The fee is charged per approved visa, not per year. The current official amount is N$3,300, which the government lists as about $195. Since the visa isn’t renewable, there’s no separate renewal fee, just the normal fee for a new application if you qualify again later.
If you’re planning a return application, the income test starts over too. The official checklist asks for a minimum monthly income of $2,000 for the main applicant, plus $1,000 for a spouse and $500 for each child.
Namibia doesn’t give digital nomads a special tax break. The visa is handled by the Namibia Investment Promotion and Development Board, but tax is still governed by Namibia’s ordinary, source-based income tax rules and any double-taxation treaty that applies.
That matters because Namibia taxes income earned from work done in Namibia, not just income from a Namibian employer. So if you’re physically in Namibia and doing remote work for a foreign company or foreign clients, that income can still fall into the Namibian tax net. Where the money is paid from doesn’t change that.
There’s also no clear public “183-day rule” on the Namibian tax authority’s website for individual residence. Public guidance focuses more on source of income and filing obligations. In practice, that means your tax position is less about a neat day-count test and more about where the work is actually performed.
For many digital nomads, the bigger question is treaty relief. Namibia has double-taxation agreements with a limited set of countries, including Botswana, France, Germany, India, Malaysia, Mauritius, Romania, Russia, South Africa, Sweden and the United Kingdom.
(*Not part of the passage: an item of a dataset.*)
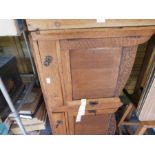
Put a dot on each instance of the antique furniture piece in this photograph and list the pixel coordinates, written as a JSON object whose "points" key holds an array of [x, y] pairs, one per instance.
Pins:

If a treaty applies, some employment income may be taxable only in your home country, but the usual short-stay conditions still have to be met.
- No special DNV tax regime: the visa itself doesn’t create an exemption or reduced rate.
- Namibian-source income is taxable: remote work done while you’re in Namibia can count, even if the payer is abroad.
- Residence status isn’t the whole story: source rules still pull work income into Namibia’s tax system.
- Treaty relief may apply: check the exact treaty text before assuming you’re exempt.
The practical downside is simple: you can’t assume “foreign employer” means “no Namibian tax.” If you expect to spend six months working from Namibia, it’s smart to check both your home-country rules and Namibia’s filing expectations before you arrive.